Tuesday, August 14, 2018

I have been more than a little quiet..

I am not sure where to begin.  I have not been blogging because I tend to upset people.  (Generally that seems to be ALL I have been doing EVERY time I open up my mouth.  Go me!!)

This blog was supposed to make me feel better about things.  For a long time that is just the purpose that it served.  Suddenly, when I became pregnant things shifted and got messy.  (I am doing okay, just in case that needed to be said.)  I don't want to upset anyone today.  I just wanted to write down some thoughts and some updates.

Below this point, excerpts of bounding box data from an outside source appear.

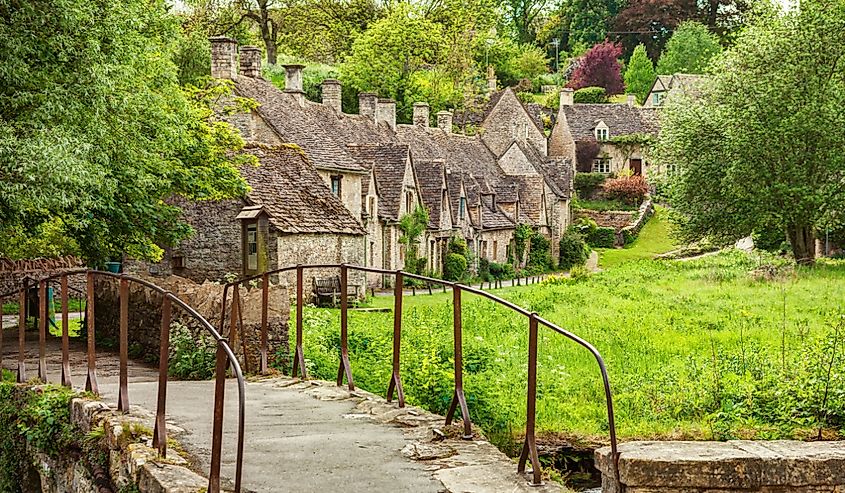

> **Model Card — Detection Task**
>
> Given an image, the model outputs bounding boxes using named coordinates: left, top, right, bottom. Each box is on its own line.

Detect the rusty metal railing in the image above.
left=0, top=269, right=245, bottom=493
left=220, top=264, right=619, bottom=486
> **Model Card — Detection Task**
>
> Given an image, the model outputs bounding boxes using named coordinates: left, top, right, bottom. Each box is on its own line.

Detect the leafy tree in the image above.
left=0, top=0, right=254, bottom=264
left=661, top=0, right=845, bottom=263
left=613, top=0, right=698, bottom=60
left=568, top=41, right=625, bottom=94
left=341, top=6, right=443, bottom=117
left=625, top=45, right=657, bottom=104
left=657, top=21, right=722, bottom=75
left=399, top=207, right=429, bottom=273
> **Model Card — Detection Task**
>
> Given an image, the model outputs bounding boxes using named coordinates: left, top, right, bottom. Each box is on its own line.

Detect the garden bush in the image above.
left=572, top=87, right=607, bottom=104
left=602, top=176, right=648, bottom=205
left=574, top=173, right=607, bottom=199
left=443, top=253, right=467, bottom=281
left=586, top=226, right=616, bottom=248
left=558, top=228, right=590, bottom=270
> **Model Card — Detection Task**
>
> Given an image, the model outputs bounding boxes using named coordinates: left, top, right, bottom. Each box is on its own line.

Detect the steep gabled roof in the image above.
left=240, top=144, right=365, bottom=235
left=347, top=144, right=409, bottom=221
left=562, top=103, right=657, bottom=140
left=414, top=159, right=448, bottom=229
left=235, top=76, right=366, bottom=173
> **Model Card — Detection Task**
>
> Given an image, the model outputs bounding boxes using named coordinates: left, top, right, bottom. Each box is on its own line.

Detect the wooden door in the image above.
left=630, top=159, right=643, bottom=176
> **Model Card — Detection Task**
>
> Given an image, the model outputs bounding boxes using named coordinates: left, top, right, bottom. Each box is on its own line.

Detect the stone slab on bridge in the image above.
left=596, top=440, right=845, bottom=493
left=3, top=331, right=562, bottom=493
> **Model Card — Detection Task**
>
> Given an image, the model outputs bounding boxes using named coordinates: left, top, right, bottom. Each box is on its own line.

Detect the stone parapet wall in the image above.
left=595, top=440, right=845, bottom=493
left=94, top=276, right=290, bottom=372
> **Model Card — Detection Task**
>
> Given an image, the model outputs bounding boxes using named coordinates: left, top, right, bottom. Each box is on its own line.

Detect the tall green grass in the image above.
left=296, top=252, right=845, bottom=445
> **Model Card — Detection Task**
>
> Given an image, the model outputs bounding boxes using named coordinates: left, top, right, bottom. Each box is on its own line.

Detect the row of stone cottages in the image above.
left=130, top=37, right=660, bottom=286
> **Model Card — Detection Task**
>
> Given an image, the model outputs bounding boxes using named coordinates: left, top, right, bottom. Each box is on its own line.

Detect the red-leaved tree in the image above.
left=568, top=41, right=625, bottom=95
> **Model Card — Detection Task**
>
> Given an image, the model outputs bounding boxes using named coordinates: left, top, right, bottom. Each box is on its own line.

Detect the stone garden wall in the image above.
left=94, top=276, right=290, bottom=372
left=596, top=440, right=845, bottom=493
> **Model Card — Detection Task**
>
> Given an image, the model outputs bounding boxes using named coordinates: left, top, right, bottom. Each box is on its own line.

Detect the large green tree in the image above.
left=657, top=21, right=722, bottom=75
left=0, top=0, right=251, bottom=264
left=661, top=0, right=845, bottom=263
left=625, top=45, right=657, bottom=104
left=341, top=5, right=444, bottom=119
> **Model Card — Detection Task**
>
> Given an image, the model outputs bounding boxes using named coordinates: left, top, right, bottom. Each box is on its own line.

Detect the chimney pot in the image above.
left=323, top=79, right=343, bottom=114
left=560, top=87, right=575, bottom=106
left=358, top=92, right=378, bottom=121
left=437, top=110, right=452, bottom=134
left=282, top=64, right=305, bottom=106
left=376, top=99, right=396, bottom=130
left=241, top=46, right=261, bottom=78
left=414, top=103, right=431, bottom=127
left=208, top=36, right=238, bottom=80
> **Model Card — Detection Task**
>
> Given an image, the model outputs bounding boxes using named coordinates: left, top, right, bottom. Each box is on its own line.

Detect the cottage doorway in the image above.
left=630, top=159, right=643, bottom=176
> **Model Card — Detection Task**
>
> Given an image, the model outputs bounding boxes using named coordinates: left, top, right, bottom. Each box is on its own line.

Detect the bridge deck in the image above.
left=3, top=331, right=560, bottom=493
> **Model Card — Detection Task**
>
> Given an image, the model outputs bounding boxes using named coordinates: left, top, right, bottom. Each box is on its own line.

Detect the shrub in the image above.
left=587, top=227, right=616, bottom=248
left=558, top=228, right=590, bottom=270
left=575, top=173, right=607, bottom=199
left=167, top=322, right=217, bottom=380
left=572, top=87, right=607, bottom=104
left=443, top=253, right=467, bottom=281
left=602, top=176, right=648, bottom=205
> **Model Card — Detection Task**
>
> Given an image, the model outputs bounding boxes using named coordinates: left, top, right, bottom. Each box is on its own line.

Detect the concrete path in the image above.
left=8, top=331, right=560, bottom=493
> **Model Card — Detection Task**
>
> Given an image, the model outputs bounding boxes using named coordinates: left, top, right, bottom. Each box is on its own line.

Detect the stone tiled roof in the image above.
left=235, top=76, right=365, bottom=173
left=414, top=159, right=446, bottom=229
left=240, top=145, right=365, bottom=235
left=347, top=144, right=408, bottom=221
left=563, top=103, right=657, bottom=140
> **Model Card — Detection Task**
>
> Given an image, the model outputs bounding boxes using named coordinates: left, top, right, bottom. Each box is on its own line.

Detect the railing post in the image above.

I have truly started looking pregnant.  My belly has been getting rounder, but recently it looks pregnant.  It's interesting and unique for me.  I have been comparing my stomach to others.  I know that I shouldn't do that, but it is hard not too. 

I have a false sense of time.  I am not sure if my brain is going to catch up on this one.  This also happened when I was planning for my wedding.  I think that the time from July to October is longer than it is.  One reason is because we change a season (going into my favorite one.)  And another is I just think that there are more days than there really are.  I am pretty good at planning things.  But, I am slow at it.  Because I always think that there is more time.

I still wake up daily in shock that this all worked out.  I still pray every night that every thing will be okay.  And I still pray that this will happen for people who are still waiting.  I know that I should be over this.  I get it.  I understand that EVERYONE wants me to be over this.  I just can't.  Infertility is this ugly beast.  Which is really hard to explain to people.  You try for something for so long, and you fail at it for so long that you start thinking that nothing is real.  I strongly believe that when she is here, and when she is in my arms I will breathe and know that it is all real.  I am really trying.

We haven't named this baby.  We are trying.  But, we cannot come up with something that has stuck.  (No suggestions please.)  And no we still aren't sharing if we FINALLY find a name for her.  We also want to see her.  We know that all babies are born looking like potatoes.  But, she has to have a feature that we will see and think: "Okay she looks like this."  Don't rush it, we have a couple days in the hospital where we will have to name her.

I would love sleep.  I would love to not have to get up every night and pee.  I know that this is normal.  But, I LOVE sleep.  I'd also really love if my dogs would stop waking me up at 8 am.  I know that the baby will wake me up all the time.  So, I guess I should just part ways with sleep.  Nice to know you!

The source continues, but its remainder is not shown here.